Si le coût global pour l’économie européenne devrait donc rester très inférieur à celui infligé à la Russie, il n’en irait pas forcément de même pour chaque Etat. Certains pays d’Europe de l’Est très dépendants du gaz russe seraient ainsi durement touchés, justifiant une solidarité européenne accrue.
Jusqu’à présent, les sanctions n’ont pas entamé la popularité du régime
Terminons enfin par une analyse plus prospective sur la capacité des sanctions à saper la légitimité du régime de Poutine auprès de la population.
Le plus souvent, les commentateurs mettent en avant l’importance de la propagande du régime et la stature de Poutine pour expliquer sa popularité. Si ces facteurs y contribuent, les études empiriques suggèrent que c’est d’abord le redressement de l’économie russe qui explique la popularité de Poutine… et que cette dernière s’effrite quand l’économie va mal.
On pourrait donc espérer que les sanctions pèsent sur la légitimité du dirigeant russe. Ce n’est clairement pas le cas pour l’instant.
Pour le montrer, il est possible de s’appuyer sur un institut de sondage considéré comme indépendant du pouvoir (Levada), qui a pour particularité d’avoir été classé « agent de l’étranger » par le régime en 2016.
A ce stade, il apparaît que le conflit ukrainien et les sanctions occidentales s’accompagnent d’une forte hausse de la popularité de Poutine, ce qui avait déjà été observé en 2014 lors de l’annexion de la Crimée.

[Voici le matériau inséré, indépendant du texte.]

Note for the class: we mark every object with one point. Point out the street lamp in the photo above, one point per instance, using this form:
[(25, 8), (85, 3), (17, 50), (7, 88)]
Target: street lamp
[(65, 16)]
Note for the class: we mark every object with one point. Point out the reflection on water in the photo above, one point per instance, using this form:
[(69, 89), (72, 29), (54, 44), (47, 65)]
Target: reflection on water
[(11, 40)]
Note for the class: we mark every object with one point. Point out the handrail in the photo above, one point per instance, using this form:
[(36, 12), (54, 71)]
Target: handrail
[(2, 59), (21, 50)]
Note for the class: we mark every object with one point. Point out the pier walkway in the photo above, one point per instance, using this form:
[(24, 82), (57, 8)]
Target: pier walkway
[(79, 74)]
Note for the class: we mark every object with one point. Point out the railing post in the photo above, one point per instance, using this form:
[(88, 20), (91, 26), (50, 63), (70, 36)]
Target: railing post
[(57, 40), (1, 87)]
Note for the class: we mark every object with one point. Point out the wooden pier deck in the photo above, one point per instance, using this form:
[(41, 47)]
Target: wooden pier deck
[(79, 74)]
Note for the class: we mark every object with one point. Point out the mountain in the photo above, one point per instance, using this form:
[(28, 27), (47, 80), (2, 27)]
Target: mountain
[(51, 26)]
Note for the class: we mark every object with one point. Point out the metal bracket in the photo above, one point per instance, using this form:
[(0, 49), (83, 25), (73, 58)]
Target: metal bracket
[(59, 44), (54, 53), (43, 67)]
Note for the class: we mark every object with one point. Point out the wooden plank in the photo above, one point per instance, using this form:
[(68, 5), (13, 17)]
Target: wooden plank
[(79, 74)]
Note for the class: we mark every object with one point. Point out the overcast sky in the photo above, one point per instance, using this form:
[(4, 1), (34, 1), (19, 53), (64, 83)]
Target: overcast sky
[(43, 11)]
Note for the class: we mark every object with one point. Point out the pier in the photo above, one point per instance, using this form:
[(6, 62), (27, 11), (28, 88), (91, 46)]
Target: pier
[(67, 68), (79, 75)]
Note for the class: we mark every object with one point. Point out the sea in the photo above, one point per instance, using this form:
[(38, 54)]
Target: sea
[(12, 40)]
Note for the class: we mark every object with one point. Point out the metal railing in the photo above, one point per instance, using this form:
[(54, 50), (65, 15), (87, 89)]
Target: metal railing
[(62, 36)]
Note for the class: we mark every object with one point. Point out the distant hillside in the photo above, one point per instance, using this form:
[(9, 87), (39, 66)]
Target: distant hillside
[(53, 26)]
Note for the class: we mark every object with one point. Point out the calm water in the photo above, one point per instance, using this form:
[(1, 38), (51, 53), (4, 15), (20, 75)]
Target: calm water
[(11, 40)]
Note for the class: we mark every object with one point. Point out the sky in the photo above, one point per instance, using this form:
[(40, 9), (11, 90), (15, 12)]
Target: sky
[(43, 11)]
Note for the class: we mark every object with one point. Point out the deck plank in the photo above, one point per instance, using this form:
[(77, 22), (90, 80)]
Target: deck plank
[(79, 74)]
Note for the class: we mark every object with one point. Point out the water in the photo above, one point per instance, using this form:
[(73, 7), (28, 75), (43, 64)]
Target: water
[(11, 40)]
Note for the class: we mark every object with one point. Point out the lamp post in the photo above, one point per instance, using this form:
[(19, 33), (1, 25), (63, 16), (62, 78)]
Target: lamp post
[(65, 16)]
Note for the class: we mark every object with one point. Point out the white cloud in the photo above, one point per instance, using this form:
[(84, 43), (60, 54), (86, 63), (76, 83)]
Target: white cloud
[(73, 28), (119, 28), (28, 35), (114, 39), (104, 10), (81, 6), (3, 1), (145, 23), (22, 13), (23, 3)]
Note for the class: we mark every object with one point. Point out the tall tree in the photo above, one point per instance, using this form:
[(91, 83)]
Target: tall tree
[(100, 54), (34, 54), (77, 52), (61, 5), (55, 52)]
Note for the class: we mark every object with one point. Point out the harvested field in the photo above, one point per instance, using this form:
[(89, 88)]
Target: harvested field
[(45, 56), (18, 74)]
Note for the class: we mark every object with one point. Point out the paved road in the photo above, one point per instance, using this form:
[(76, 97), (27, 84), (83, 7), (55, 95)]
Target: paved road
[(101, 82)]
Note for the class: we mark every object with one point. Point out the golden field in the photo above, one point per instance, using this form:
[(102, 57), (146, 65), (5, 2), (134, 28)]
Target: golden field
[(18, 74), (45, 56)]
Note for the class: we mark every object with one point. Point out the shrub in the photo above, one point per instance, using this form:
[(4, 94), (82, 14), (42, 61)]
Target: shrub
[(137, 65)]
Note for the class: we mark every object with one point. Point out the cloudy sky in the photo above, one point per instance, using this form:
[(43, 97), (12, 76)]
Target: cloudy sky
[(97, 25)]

Ce phénomène de « rassemblement autour du drapeau » est d’autant plus fort que la population russe n’a pas encore beaucoup souffert des sanctions, du fait des nombreuses mesures de soutien décidées par le Gouvernement, tant pour les entreprises que les ménages (ex : augmentation de 10 % des pensions et du salaire minimum). Les autorités russes disposent de marges de manoeuvre importantes en la matière, puisque la dette publique russe est limitée à 17 % du PIB.
En mai, seulement 16 % des russes estimaient ainsi souffrir des sanctions, en recul de 13 points par rapport au début du conflit. Il est vrai que le chômage reste très bas, tandis que la baisse du revenu disponible réel des russes enregistrée au deuxième trimestre (0,8 %) apparaît bien plus faible que celle du PIB.
Reste que les autorités russes ne pourront pas éternellement “congeler” l’économie et prendre en charge la perte de revenu de la Russie.
Or, plusieurs études suggèrent que les sanctions pourraient avoir à long terme des conséquences importantes pour le développement et le niveau de vie du pays.
D’après une synthèse de la littérature réalisée par Agnès Bénassy-Quéré, un découplage commercial durable et de grande ampleur avec les pays occidentaux pourrait coûter une dizaine de points de PIB à la Russie.
Rappelons à ce titre qu’après la hausse spectaculaire de la popularité de Poutine en 2014 suite à l’annexion de la Crimée, une baisse de 30 points avait été observée entre 2015 et 2021, en raison notamment de la baisse du pouvoir d’achat des russes et d’une très impopulaire réforme des retraites.
Le rebond immédiat de la popularité de Poutine pourrait donc être de courte durée.
Pour conclure
Au terme de cette analyse, il apparaît clairement que les sanctions ne sont pas indolores pour l’économie russe, même si cette dernière est loin d’être au bord de l’effondrement.
Renforcer leur efficacité supposerait pour les occidentaux de s’attaquer plus sévèrement au secteur énergétique, ce qui présenterait toutefois l’inconvénient de réduire leur caractère asymétrique et de peser plus fortement sur les populations occidentales. L’ambiguïté des européens reste forte en la matière, comme en témoigne une récente décision visant à faciliter l’assurance et le transport du pétrole russe vers des pays tiers.
Si les sanctions restaient en l’état, leur impact résulterait d’abord des restrictions sévères aux importations, qui paraissent de nature à grever durablement le potentiel de croissance de l’économie russe. L’ampleur du décrochage dépendrait principalement de la capacité de l’économie russe à substituer aux importations occidentales des produits nationaux ou en provenance de pays coopératifs.